Saturday, March 27, 2010

Now

I read a quotation; "Life is a sexually transmitted disease with a 100 percent mortality rate." It's terminal, it won't be much longer until I'm gone, and I can do whatever I'd like, courageously fight, gracefully accept; either way, it ends the same. Tonight, I better understand 'now.' Now is all that matters. Now I do not have a significant other. Now I do not like my job. Now is how it ends for me at any given moment. There is no potential, there is no would have. I would not have been a great mother or a wonderful wife. A recognized artist of any ilk. I am everything I am ever going to be right now.

Suicide is often called a permanent solution to a temporary problem but that quotation can probably be attributed to an optimist, someone who doesn't understand now. Someone expecting happiness around every corner, precious metals in every heavy cloud. They always stake their argument for sticking around on uncertain outcomes. They can't assure you that one day you won't feel so low, that you'll have that thing you want from life or find something else. They want you to hold out just in case life doesn't plan to continue shitting on you. That is not a particularly compelling argument especially since it ends the same no matter how you play the hand you're dealt. I want to believe this all matters but it is hard for me to look at my life with any degree of objectivity and feel it is terribly important that I am here. I am just treading water waiting for something to happen. And nothing is happening. At this point, I might gag if something did. It would be too kitschy. I'm certain I would gag.

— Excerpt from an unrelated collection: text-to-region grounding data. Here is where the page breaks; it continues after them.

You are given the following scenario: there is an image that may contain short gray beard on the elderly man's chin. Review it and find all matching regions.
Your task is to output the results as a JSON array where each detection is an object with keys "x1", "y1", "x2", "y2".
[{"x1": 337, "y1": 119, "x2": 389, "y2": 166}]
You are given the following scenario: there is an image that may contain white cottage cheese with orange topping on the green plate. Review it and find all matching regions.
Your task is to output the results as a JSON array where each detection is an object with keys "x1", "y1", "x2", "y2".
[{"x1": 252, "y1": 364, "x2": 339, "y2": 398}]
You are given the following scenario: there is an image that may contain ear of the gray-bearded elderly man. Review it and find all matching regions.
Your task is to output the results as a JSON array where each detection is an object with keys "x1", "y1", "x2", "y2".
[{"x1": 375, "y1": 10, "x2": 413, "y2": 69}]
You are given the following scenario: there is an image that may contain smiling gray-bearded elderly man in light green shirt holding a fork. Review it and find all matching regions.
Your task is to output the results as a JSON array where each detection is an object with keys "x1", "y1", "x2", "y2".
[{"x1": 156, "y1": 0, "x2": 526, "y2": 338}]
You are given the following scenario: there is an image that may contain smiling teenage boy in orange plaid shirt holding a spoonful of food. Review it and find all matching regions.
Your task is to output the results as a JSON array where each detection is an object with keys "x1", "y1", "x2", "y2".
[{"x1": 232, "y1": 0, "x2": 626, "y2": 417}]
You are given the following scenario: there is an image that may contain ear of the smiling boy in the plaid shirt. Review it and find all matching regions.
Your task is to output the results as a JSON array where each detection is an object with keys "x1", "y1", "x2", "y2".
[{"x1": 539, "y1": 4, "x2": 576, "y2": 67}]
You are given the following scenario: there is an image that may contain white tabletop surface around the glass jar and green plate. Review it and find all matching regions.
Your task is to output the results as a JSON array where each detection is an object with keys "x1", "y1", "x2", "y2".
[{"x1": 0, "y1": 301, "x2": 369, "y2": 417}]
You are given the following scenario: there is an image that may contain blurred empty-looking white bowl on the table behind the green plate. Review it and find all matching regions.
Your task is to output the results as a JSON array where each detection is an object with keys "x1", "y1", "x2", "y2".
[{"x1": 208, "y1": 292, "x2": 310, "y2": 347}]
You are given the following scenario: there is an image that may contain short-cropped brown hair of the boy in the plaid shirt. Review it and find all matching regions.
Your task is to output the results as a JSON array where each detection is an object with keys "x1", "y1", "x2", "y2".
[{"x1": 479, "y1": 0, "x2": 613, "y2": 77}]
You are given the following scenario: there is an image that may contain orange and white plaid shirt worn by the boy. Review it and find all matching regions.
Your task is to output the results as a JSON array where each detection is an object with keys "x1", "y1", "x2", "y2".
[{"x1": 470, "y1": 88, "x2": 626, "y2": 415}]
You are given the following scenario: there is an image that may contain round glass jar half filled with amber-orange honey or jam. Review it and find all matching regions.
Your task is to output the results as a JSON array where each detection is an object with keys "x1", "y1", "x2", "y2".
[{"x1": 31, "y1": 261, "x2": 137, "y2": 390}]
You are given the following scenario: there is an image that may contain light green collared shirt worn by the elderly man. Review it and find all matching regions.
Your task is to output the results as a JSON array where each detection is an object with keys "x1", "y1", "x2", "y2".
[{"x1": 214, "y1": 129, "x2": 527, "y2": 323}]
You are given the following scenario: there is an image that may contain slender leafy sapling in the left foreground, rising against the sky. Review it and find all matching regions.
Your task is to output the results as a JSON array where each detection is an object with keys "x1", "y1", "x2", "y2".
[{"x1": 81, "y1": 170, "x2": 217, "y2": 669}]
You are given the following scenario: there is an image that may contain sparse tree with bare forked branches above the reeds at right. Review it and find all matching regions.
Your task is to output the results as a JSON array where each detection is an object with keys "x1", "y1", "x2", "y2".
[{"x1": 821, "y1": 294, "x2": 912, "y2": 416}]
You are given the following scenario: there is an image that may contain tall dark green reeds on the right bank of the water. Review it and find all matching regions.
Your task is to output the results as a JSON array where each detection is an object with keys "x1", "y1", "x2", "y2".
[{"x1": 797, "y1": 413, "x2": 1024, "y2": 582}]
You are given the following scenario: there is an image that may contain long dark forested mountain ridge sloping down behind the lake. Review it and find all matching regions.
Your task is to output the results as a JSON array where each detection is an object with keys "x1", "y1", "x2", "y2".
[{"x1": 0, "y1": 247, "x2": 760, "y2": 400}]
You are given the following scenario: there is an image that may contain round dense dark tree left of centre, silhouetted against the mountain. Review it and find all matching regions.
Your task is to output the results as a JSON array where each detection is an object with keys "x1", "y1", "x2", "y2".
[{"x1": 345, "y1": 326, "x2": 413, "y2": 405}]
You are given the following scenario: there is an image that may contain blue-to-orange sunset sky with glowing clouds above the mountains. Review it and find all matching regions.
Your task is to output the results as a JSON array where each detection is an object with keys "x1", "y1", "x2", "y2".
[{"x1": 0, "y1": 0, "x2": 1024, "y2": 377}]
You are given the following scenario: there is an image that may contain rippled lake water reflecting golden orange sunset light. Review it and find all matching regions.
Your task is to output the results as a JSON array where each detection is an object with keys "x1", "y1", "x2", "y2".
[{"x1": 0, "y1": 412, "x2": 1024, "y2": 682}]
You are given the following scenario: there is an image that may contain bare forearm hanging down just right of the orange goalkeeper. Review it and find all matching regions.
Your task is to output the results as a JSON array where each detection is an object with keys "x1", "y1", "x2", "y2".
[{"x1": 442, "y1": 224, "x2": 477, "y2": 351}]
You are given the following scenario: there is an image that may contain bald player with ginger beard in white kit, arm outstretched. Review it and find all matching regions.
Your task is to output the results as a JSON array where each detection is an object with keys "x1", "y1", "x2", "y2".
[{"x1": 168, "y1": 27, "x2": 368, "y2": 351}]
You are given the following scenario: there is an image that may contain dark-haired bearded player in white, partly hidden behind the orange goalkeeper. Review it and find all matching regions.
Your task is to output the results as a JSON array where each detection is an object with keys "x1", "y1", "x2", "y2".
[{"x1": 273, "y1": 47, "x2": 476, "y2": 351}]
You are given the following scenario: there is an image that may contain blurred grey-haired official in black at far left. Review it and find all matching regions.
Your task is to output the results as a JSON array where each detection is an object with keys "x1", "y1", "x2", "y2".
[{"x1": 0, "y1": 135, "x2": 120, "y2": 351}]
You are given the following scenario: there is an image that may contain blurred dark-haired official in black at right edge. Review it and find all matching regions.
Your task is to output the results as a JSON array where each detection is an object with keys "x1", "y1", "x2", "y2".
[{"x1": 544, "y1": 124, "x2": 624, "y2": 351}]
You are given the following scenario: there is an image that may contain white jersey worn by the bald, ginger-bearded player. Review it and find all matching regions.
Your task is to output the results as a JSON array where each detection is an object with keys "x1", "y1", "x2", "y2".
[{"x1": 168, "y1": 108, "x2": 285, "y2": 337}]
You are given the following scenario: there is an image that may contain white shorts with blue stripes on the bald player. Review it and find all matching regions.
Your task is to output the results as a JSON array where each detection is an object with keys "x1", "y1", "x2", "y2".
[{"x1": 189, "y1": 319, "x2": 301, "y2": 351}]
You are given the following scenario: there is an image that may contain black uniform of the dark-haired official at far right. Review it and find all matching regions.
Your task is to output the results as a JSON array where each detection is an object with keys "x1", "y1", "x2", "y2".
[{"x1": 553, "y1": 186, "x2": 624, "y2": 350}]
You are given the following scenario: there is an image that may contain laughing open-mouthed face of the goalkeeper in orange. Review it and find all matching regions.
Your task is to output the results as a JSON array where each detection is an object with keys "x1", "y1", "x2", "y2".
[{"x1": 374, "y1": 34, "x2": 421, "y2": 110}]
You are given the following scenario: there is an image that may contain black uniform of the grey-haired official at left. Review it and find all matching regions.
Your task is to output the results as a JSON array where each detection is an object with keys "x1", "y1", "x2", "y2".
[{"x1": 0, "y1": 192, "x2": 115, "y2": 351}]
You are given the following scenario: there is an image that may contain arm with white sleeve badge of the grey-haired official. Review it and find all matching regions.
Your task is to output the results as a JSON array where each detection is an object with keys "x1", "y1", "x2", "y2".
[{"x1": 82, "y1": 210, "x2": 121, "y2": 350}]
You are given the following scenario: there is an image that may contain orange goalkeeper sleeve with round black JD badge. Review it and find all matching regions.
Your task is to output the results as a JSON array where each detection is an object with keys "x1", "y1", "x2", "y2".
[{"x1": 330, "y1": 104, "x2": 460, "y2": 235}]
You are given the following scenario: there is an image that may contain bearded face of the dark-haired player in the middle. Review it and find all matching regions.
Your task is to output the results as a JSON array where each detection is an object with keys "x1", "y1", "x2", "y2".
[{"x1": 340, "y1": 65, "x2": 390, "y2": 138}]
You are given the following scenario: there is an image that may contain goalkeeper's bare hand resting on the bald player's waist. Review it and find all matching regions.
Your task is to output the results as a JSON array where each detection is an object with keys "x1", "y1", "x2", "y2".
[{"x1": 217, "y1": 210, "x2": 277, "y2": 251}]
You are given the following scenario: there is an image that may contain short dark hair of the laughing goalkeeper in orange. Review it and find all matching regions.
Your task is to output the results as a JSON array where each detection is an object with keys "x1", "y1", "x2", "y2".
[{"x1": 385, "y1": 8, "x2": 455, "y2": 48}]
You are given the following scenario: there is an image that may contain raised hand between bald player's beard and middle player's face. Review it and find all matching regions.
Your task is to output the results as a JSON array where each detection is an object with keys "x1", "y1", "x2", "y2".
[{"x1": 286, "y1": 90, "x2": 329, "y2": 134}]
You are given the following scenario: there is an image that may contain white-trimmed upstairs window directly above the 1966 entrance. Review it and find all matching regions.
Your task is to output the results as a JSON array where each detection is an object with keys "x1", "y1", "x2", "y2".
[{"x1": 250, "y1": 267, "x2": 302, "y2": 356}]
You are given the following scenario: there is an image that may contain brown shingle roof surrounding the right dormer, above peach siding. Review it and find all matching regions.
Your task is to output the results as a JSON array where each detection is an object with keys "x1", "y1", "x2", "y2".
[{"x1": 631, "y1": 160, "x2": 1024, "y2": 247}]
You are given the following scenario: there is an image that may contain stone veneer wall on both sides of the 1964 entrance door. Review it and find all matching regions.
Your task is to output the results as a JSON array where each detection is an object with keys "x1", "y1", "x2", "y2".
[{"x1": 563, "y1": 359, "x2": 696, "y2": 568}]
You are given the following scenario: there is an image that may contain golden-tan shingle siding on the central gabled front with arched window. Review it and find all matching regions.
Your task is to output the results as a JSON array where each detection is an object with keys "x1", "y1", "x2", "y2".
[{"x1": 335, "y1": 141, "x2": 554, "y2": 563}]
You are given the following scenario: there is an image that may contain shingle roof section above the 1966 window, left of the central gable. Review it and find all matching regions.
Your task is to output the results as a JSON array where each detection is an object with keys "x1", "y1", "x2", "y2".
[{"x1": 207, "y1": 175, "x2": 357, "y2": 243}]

Yes, I have friends but they have lives that do not revolve around me, nor should they. They have significant others, their own families, I'm grateful to even be a part of those constellations. But it's just a part. My point, however crass, is that people would get over it. They have to. Life demands it. I would not fold my own hand-- primarily because it would hurt my parents immensely and I wouldn't want that for Baloo. Not because she's so into me (she isn't) but because I'm not sure where she would go and the thought of her not being taken care of hurts my heart. So I'm stuck here. And it sucks. And as of now (and then), there is no reason to suspect it will ever be better and platitudes to the contrary are insulting. You don't know if anything good lies ahead but I know for sure what has already happened so hope quietly to yourself for better but please don't ever say it will be better.

Sometime between now and tomorrow, I endeavor to find a well of resolve to make nice with life until it does me in. Hope I'm getting close to fuck everyone and everything. It would be such a relief not to care.

4 comments:

Lodo Grdzak said...

Wow!

You know, if you told Homer Simpson you just had the worst day of your life, he might respond, "Worst day of your life so far." Even Homer still had new lows to be explored and experienced!

Great post.

Terog said...

Thanks Lodo, appreciate your comment

New lows; something to look forward to, I guess?

Lodo Grdzak said...

Why not? You know they're coming. But maybe a few laughs in-between. Beats living in Congo!!!!

Megan said...

lodo's comment made me laugh. there will likely be more bad days, but there will be good ones too...it's just a matter of time!